Повернувшись к Рябине объяснил:

-- Идём на сближение, Аким Янович. Часа не пройдёт - начнём бой.

-- Ага. Ну. И как же ты биться собираешься? Их-то, басурман-то, многовато будет.

-- Подойдём на перестрел, выбьем команду, покидаем зажигалки...

-- Экая глупость! А они так стоять-смотреть будут? Ихний же... как его... главный... "нах уд", прости господи за слово грубое, тоже, поди, в драку полезет. А их-то - числом поболее. И в людях, и в кораблях. И корабли у них поболее наших.
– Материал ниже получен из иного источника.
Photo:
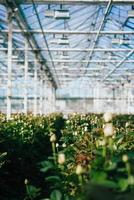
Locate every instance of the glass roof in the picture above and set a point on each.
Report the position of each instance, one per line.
(93, 45)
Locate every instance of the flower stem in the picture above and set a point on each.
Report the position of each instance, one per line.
(54, 151)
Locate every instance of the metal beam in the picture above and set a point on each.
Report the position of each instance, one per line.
(67, 32)
(118, 65)
(22, 22)
(9, 70)
(94, 2)
(74, 61)
(71, 49)
(98, 32)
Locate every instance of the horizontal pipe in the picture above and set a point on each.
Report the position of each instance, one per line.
(71, 49)
(94, 2)
(46, 31)
(75, 61)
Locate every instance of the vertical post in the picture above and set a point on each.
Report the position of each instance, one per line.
(26, 78)
(35, 87)
(53, 93)
(9, 81)
(44, 97)
(41, 97)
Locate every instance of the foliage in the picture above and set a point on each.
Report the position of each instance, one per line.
(95, 166)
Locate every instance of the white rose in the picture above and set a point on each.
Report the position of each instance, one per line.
(107, 117)
(79, 169)
(108, 130)
(61, 158)
(53, 138)
(125, 158)
(64, 145)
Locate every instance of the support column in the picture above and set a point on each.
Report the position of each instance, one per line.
(35, 87)
(53, 93)
(44, 97)
(41, 97)
(26, 79)
(9, 75)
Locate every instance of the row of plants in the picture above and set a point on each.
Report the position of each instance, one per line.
(82, 157)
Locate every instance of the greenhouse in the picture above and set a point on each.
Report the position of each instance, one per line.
(66, 99)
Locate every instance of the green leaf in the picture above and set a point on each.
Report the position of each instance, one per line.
(46, 165)
(123, 184)
(56, 195)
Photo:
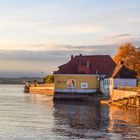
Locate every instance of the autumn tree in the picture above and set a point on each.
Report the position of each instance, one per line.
(130, 57)
(48, 79)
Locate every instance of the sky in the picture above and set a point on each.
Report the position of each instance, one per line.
(36, 36)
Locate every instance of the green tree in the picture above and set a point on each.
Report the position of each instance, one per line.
(130, 57)
(48, 79)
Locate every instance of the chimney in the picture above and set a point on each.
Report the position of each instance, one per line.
(120, 62)
(72, 57)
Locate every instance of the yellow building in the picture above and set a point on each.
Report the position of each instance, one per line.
(76, 83)
(83, 75)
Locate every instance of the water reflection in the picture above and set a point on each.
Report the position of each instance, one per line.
(34, 116)
(80, 119)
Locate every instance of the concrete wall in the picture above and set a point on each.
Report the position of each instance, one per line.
(124, 82)
(42, 89)
(61, 83)
(120, 94)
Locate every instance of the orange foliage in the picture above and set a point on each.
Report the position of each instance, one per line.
(130, 57)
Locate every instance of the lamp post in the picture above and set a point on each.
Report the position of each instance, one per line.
(98, 79)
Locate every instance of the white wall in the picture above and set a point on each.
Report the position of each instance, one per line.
(125, 82)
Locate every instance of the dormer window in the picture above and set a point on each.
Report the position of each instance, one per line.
(71, 83)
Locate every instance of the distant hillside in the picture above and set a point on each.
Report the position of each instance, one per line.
(19, 80)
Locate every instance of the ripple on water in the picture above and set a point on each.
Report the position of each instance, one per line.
(32, 116)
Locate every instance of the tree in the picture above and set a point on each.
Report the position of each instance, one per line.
(130, 57)
(48, 79)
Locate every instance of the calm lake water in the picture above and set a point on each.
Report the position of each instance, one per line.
(37, 117)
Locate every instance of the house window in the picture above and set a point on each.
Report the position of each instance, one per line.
(84, 85)
(71, 83)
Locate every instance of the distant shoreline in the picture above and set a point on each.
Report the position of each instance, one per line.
(19, 80)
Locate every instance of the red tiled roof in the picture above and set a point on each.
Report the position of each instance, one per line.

Как всей силой навалятся - не совладать. Вырежут нас. Как пить дать. Не сберечь нам князя светлого, Романа свет Мстиславича, от душегубов-ворогов.
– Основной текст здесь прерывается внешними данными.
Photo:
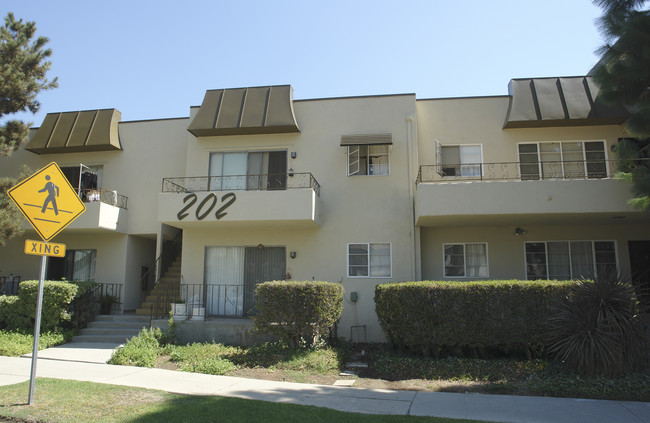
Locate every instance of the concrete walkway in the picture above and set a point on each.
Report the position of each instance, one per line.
(78, 362)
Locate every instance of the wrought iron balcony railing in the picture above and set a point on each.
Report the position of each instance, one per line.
(523, 171)
(263, 182)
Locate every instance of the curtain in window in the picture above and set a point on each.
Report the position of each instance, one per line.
(582, 263)
(224, 277)
(358, 259)
(470, 159)
(605, 253)
(476, 261)
(378, 160)
(455, 260)
(558, 261)
(380, 260)
(536, 260)
(573, 160)
(551, 157)
(83, 268)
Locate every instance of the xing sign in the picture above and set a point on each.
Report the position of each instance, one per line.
(48, 201)
(40, 248)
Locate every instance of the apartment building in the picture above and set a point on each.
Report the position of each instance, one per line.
(254, 185)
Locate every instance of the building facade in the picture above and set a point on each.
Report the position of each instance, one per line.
(255, 186)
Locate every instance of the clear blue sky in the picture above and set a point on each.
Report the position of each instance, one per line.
(155, 59)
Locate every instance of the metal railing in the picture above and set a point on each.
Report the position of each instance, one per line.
(262, 182)
(104, 196)
(523, 171)
(213, 300)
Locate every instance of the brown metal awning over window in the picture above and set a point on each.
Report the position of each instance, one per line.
(367, 139)
(242, 111)
(73, 132)
(570, 101)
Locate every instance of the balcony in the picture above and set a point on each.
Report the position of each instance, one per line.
(291, 200)
(105, 210)
(506, 193)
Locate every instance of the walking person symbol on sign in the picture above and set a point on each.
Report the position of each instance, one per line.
(51, 190)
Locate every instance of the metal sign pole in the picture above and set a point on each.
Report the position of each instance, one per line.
(37, 330)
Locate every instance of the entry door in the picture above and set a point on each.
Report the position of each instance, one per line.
(640, 269)
(261, 265)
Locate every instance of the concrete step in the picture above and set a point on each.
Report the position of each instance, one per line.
(122, 318)
(128, 332)
(105, 339)
(112, 324)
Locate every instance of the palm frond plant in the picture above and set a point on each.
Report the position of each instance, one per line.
(597, 330)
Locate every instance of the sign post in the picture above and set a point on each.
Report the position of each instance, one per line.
(49, 203)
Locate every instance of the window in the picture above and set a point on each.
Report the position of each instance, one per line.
(90, 178)
(77, 265)
(567, 160)
(369, 260)
(368, 160)
(253, 171)
(562, 260)
(466, 260)
(231, 275)
(460, 160)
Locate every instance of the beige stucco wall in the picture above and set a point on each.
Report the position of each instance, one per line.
(506, 251)
(355, 209)
(479, 120)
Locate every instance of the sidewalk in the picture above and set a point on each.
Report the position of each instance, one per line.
(77, 362)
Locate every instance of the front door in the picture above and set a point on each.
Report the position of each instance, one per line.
(640, 270)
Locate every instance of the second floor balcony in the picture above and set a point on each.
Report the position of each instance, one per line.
(521, 171)
(291, 199)
(105, 210)
(522, 192)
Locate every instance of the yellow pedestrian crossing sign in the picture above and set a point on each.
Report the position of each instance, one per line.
(48, 201)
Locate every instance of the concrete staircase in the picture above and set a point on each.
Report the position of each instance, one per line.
(168, 289)
(112, 329)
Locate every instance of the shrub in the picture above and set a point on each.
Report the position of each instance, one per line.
(203, 358)
(596, 329)
(56, 298)
(460, 318)
(298, 312)
(140, 351)
(83, 307)
(9, 312)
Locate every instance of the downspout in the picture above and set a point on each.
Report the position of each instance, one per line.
(415, 235)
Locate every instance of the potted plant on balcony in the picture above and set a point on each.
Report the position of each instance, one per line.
(179, 308)
(106, 302)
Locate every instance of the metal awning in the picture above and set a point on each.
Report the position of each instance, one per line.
(73, 132)
(367, 139)
(564, 101)
(241, 111)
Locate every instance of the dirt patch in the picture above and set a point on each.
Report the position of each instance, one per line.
(164, 362)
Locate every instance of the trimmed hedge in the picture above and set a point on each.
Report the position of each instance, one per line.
(433, 318)
(21, 309)
(85, 306)
(298, 312)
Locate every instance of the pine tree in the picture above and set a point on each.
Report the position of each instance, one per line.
(623, 75)
(23, 68)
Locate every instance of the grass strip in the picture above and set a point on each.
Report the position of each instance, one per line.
(63, 401)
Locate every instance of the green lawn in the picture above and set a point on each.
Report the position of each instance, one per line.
(17, 343)
(64, 401)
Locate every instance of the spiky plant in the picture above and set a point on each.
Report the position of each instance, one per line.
(596, 330)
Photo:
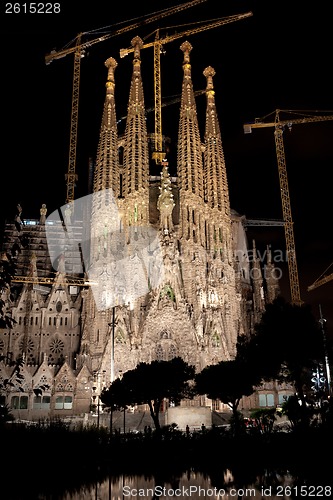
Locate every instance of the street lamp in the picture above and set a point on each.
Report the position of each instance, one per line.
(322, 322)
(121, 376)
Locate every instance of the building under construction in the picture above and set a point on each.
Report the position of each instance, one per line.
(154, 267)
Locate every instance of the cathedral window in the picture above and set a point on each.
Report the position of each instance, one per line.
(266, 400)
(120, 337)
(159, 353)
(19, 402)
(27, 346)
(165, 334)
(56, 350)
(173, 351)
(168, 291)
(41, 402)
(64, 403)
(215, 340)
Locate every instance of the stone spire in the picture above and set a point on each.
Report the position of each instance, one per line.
(216, 184)
(257, 280)
(272, 276)
(165, 202)
(189, 158)
(106, 174)
(136, 152)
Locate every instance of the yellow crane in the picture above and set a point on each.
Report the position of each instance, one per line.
(157, 44)
(279, 126)
(79, 50)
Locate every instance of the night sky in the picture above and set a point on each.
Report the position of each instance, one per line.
(280, 58)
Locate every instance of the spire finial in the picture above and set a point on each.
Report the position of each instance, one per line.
(111, 64)
(209, 72)
(186, 47)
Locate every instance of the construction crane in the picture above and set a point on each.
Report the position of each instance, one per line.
(157, 44)
(79, 51)
(279, 126)
(324, 278)
(165, 103)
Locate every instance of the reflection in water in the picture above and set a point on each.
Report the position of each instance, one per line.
(191, 484)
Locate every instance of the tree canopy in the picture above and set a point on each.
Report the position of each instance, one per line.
(151, 383)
Боярин Тусемкович демонстрирует. Не трусость, естественно, а исключительную заботу о жизни, чести и здоровье присутствующего здесь князя Русской Хазарии Романа Подкидыша.

-- Верно говоришь, боярин. Их больше. И людьми, и кораблями. Поэтому бить их придётся долго. И - издалека. Близко к ним не подходить. Что их главный нахуда думает - узнаем, когда из воды выловим да расспросим. А по моему суждению - в драку они не полезут.

-- Эт почему ещё? Думаешь - забоятся?

-- Нет, Аким Янович. Ширванцы не трусливы. Да и не сильно вы их побили. Просто парусники в атаку не ходят.

-- А...? А мы как же? Мы ж тоже... ну... под парусами.

-- Да. Но мы - умеем. А они - нет. Только близко их подпускать нельзя.

"Самый первый капитан

В ссадинах, чумазый.

Ты смотри на абордаж

Попусту не лазай".

Это вбивалось неоднократно. Не только словами.

Четыре дня назад три "шилохвоста", три больших трёхмачтовых парусника с прямыми парусами в три яруса на мачтах и косыми на бушприте и на здоровенном гике на бизани, отчего и возникло название "хвост шилом -- шилохвост", скатились по Волге из Всеволжска в Саксин. Немногочисленное русское население догуливало празднование победы над ширванским флотом в дельте Волги и, хотя и радовалось чрезвычайно пришедшим кораблям, но держалось перед "опаздунами" заносчиво.

***

"В роскошных залах Эрмитажа

мат восхищенья не стихал".

Эрмитаж в Саксине ещё не построили, но восхищение одержанной победой выражалось громко, повсеместно и во всём богатстве народной лексики.

***

Аким Янович, слегка захмелев, хвастал перед людьми князя Романа, волынцами и новгородцами, послушанием ему вновь прибывших, ухитряясь одновременно довольно обидно "укорачивать гонор" и "новичкам", и "старожилам".

Наконец, уже в самом конце "встречального банкета", когда остались втроём - Дик, Аким и местный фактор Афоня, Дик не выдержал:

-- Вот ты, Аким Янович, говоришь, что самое главное, чтобы я в воле твоей ходил. А вот Воевода иное сказывал.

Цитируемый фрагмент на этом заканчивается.